After millions of gallons of crude gushed into the Gulf during last year’s oil spill, the disaster triggered a continuing blame game between BP and its many contractors. It also got regulators pondering the need for expanding oversight to such contractors. Currently, operators of off-shore rigs are subject to safety regulations, but regulators don't have direct oversight of the contractors that work for those operators.
In recent months, the Interior Department’s Bureau of Ocean Energy Management signaled that this could change. As we reported in April, the agency's head, Michael Bromwich, said that the limited oversight of contractors made “absolutely no sense." He suggested that the agency could move to bring major offshore oil contractors—like Transocean and Halliburton—under the agency’s enforcement reach and impose penalties if warranted.
But the Republican-led House Appropriations committee is having nothing of it. The committee passed a bill today that—in addition to stripping billions in funding from the Interior Department and the Environmental Protection Agency—seeks to limit the offshore drilling agency’s ability to oversee contractors.
Here’s the language from the committee’s report accompanying the bill, first noted by the Hill:
The Committee is concerned with the Bureau’s stated intentions for the expansion of regulatory authority over non-lease holders under the Outer Continental Shelf Lands Act (OCSLA). The authority and need for this action has not been explained or justified to the Committee, nor how this diversion of limited resources would impact the Bureau’s current mission and objectives identified in the fiscal year 2012 request. The agency is directed to use all the resources provided toward the regulatory efforts presented in the fiscal year 2012 request and that no funds be expended for other purposes until the agency has fully explained its authority, intentions and objectives to the Committee and the public.
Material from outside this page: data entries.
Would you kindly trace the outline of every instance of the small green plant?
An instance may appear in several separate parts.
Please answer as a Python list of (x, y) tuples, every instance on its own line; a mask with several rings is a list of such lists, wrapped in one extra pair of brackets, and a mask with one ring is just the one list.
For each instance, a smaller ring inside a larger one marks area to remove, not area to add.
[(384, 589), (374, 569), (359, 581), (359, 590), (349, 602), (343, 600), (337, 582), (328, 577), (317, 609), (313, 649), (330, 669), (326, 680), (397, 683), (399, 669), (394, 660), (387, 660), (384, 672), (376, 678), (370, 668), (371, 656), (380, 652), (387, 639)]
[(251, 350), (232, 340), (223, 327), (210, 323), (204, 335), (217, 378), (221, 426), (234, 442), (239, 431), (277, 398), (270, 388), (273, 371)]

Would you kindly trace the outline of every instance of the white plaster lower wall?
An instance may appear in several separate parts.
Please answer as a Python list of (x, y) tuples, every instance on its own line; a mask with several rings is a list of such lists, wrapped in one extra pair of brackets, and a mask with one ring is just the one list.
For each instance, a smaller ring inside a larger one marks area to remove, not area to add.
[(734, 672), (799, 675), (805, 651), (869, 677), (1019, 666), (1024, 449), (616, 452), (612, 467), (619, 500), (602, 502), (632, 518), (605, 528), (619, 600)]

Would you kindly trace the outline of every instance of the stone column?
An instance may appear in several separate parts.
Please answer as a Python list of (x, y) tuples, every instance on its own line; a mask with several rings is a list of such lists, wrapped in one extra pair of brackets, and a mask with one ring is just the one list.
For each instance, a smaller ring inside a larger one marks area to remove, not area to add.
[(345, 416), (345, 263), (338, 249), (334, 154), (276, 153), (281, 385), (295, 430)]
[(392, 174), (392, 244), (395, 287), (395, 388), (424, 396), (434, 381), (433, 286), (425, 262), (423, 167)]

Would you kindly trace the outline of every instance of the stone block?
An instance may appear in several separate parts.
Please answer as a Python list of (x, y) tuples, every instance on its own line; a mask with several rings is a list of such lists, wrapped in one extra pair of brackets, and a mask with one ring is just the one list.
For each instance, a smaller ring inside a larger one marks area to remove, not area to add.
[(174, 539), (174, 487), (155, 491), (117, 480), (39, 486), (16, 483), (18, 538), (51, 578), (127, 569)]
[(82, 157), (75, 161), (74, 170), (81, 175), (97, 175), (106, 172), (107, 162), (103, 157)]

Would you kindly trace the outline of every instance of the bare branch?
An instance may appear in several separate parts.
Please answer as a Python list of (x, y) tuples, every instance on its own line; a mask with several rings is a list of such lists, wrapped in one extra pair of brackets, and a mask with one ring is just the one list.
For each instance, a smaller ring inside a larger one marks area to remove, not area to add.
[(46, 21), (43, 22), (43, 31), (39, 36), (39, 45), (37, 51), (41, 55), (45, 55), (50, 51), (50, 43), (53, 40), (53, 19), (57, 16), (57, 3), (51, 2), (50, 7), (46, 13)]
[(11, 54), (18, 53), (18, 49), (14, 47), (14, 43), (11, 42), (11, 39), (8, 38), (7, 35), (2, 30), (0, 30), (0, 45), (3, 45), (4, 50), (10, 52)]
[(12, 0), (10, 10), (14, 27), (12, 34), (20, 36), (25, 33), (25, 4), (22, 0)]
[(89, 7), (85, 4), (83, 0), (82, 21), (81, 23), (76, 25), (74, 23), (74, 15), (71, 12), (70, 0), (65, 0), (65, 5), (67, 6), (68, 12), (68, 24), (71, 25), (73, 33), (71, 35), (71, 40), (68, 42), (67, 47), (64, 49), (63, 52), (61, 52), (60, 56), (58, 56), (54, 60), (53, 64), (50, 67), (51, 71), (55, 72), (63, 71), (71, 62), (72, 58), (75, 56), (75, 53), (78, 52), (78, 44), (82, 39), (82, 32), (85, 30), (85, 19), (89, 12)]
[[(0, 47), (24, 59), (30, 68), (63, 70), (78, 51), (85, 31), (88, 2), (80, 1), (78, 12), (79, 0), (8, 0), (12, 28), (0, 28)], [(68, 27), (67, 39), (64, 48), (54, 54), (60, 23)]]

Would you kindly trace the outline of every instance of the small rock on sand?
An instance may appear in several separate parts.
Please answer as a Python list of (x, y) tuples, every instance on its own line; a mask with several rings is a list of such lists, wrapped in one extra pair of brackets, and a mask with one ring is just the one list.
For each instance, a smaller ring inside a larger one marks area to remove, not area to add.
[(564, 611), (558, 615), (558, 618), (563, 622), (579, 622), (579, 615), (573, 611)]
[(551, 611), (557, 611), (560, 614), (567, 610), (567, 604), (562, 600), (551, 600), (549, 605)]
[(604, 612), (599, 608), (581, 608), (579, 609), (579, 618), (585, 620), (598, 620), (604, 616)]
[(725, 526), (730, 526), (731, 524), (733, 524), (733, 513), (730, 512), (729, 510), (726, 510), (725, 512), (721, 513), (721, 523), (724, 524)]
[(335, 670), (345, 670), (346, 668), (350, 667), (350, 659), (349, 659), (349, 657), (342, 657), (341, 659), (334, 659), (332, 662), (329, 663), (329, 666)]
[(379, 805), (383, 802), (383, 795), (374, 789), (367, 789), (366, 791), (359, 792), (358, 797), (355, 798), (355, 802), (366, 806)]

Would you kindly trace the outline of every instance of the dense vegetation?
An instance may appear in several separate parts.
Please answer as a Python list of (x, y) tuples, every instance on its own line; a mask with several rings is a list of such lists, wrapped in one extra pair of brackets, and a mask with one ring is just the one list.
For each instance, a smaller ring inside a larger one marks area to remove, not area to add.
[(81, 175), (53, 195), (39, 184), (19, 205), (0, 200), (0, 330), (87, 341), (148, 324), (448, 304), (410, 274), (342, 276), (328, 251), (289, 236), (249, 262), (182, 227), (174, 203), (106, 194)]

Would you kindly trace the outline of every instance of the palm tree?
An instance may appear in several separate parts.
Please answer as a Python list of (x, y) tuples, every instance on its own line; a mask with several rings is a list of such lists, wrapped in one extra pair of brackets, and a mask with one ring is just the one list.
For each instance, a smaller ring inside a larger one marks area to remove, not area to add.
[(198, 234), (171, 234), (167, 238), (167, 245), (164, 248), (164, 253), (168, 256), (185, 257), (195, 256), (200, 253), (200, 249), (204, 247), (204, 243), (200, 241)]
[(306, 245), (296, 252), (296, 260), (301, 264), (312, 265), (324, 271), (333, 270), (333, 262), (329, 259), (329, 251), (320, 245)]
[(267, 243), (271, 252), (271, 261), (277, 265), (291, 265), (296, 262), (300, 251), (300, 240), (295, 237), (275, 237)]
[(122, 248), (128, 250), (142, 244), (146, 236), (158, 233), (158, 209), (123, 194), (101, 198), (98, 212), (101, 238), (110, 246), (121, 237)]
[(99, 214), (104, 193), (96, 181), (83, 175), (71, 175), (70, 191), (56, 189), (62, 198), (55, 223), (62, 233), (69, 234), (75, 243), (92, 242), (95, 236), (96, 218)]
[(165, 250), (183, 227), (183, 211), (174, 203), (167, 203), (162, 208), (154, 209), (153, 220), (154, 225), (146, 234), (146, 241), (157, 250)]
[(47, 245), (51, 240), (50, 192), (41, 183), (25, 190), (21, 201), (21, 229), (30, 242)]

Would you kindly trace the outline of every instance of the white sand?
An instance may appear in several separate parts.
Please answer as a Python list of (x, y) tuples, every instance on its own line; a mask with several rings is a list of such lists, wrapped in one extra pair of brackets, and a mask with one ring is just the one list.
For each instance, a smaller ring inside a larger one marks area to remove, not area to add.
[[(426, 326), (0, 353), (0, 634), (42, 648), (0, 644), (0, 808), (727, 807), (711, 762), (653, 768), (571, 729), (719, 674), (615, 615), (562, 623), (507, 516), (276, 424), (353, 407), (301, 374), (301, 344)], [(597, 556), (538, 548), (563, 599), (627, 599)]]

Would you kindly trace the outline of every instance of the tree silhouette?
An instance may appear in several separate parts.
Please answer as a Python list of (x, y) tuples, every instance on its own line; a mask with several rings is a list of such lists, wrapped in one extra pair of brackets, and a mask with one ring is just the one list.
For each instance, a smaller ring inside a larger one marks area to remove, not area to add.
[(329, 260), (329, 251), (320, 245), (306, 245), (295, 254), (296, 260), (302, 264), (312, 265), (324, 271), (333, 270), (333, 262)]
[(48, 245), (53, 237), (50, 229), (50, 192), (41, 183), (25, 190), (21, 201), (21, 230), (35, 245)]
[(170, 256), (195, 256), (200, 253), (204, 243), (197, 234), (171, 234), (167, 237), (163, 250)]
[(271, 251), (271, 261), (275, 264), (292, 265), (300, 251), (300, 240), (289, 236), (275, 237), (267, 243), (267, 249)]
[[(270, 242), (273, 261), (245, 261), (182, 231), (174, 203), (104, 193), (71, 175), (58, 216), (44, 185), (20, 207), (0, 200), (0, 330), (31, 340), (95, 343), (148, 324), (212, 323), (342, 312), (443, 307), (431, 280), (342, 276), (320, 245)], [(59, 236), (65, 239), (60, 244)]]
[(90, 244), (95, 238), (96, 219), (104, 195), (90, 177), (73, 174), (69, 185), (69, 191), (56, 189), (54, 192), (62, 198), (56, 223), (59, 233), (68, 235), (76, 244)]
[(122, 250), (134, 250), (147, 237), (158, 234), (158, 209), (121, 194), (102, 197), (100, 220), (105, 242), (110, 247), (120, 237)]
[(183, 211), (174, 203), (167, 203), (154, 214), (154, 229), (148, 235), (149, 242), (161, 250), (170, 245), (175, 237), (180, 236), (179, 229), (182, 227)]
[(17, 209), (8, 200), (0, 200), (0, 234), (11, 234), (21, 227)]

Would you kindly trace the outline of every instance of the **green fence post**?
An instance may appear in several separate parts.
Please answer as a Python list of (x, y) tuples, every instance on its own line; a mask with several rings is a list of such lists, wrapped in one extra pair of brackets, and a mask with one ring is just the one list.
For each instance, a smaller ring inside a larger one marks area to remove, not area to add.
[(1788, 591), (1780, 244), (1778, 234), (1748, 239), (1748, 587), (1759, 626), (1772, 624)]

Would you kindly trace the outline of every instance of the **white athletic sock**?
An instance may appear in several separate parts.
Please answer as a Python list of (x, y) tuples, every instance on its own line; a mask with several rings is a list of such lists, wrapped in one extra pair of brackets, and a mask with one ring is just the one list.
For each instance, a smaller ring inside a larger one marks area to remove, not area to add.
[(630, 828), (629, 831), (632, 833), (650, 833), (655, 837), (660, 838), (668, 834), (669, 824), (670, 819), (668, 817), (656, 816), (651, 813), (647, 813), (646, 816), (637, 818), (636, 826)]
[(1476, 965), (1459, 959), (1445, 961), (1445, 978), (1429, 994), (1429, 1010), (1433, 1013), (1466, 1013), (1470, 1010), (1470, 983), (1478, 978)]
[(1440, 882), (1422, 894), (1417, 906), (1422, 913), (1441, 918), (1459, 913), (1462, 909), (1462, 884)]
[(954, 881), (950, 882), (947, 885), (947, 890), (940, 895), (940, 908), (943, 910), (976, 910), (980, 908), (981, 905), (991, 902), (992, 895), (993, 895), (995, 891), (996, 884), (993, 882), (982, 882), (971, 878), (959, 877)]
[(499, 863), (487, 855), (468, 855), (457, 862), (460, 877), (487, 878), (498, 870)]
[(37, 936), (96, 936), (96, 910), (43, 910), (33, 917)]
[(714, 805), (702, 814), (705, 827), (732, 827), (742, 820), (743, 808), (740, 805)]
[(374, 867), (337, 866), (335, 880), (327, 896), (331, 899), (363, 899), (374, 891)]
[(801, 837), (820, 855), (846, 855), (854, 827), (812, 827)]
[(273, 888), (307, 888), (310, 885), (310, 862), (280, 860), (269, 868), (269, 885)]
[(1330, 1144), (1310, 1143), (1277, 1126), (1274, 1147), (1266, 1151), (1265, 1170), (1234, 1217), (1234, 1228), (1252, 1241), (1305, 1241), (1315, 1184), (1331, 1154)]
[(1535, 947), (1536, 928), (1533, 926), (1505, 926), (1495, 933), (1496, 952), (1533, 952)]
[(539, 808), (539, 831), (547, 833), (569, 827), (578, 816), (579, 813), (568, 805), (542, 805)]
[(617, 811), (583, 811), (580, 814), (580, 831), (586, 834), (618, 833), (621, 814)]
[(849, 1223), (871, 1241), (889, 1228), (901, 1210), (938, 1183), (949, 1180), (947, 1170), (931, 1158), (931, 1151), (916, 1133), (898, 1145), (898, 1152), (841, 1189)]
The beleaguered drilling agency underwent a major overhaul after the spill. But there are still questions about whether its inspectors have been adequately trained and are knowledgeable enough to handle their existing responsibilities—let alone take on new ones.
With a potential 2012 budget cut on the horizon, prospects are looking even more doubtful for expanded authority. Nonetheless, the agency is still recruiting and hiring new inspectors and this week announced it would start using teams of inspectors—as opposed to individuals—to conduct safety reviews.